O Sr. Dhillon é a força motriz por trás Punjabi Lehar, um canal do YouTube de seis anos que publica entrevistas regulares com sobreviventes desse episódio traumático. Ele diz que isso permitiu que vários muçulmanos e sikhs – incluindo alguns que vivem na América do Norte – visitassem suas aldeias ancestrais e levou a cerca de 100 reuniões pessoais.
A partição levou à violência comunitária, deslocamento em massa e a morte de até dois milhões de pessoas. Alguns dos jovens que sobreviveram foram separados de seus pais ou irmãos.

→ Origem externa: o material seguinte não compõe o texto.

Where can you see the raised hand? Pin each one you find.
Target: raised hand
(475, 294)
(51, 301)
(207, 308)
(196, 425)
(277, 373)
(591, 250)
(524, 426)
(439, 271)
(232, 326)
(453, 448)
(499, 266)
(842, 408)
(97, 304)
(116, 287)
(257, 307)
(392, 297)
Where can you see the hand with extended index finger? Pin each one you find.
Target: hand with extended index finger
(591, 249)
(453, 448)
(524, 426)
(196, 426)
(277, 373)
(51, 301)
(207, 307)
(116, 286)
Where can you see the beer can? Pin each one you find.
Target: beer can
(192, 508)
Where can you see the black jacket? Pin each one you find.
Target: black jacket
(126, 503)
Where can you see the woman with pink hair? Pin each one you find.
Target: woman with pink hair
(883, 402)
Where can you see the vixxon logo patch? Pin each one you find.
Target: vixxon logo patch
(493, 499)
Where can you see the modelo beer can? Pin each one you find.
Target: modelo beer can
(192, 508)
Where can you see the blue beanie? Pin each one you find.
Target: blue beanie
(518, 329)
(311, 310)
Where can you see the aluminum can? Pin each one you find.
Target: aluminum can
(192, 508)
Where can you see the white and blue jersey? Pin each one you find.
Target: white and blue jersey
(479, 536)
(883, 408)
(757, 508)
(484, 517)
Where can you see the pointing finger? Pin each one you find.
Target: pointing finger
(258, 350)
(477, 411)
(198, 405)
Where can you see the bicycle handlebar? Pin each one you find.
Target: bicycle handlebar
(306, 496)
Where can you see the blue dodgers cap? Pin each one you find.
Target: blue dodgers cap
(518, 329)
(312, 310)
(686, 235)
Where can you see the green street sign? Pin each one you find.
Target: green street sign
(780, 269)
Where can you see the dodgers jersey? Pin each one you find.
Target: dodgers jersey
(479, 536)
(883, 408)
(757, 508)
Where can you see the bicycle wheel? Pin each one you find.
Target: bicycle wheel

“O que eles fizeram de errado? Eles eram crianças”, disse Dhillon recentemente em seu escritório na cidade de Faisalabad, no nordeste do país. “Por que eles não podem visitar suas famílias agora?”
Sonhos adiados
Em um caso típico, o Sr. Dhillon ou seu parceiro de negócios, Bhupinder Singh Lovely, entrevista uma pessoa que deseja encontrar um amigo perdido ou visitar uma casa ou vila ancestral. O vídeo ricocheteia nas redes sociais e às vezes dá dicas do público que levam a um reencontro ou uma viagem ao campo.
É um serviço que os governos da Índia e do Paquistão nunca ofereceram. Os vizinhos entraram em guerra três vezes desde a década de 1960, e as relações ficaram essencialmente congeladas desde então, pontuadas por confrontos militares periódicos.
Muitos sobreviventes da partição em ambos os lados da fronteira expressaram um desejo moribundo de atravessá-la e se reconectar com vidas e pessoas deixadas para trás, disse Anam Zakaria, autora de “Pegadas da partição: Narrativas de quatro gerações de paquistaneses e indianos.”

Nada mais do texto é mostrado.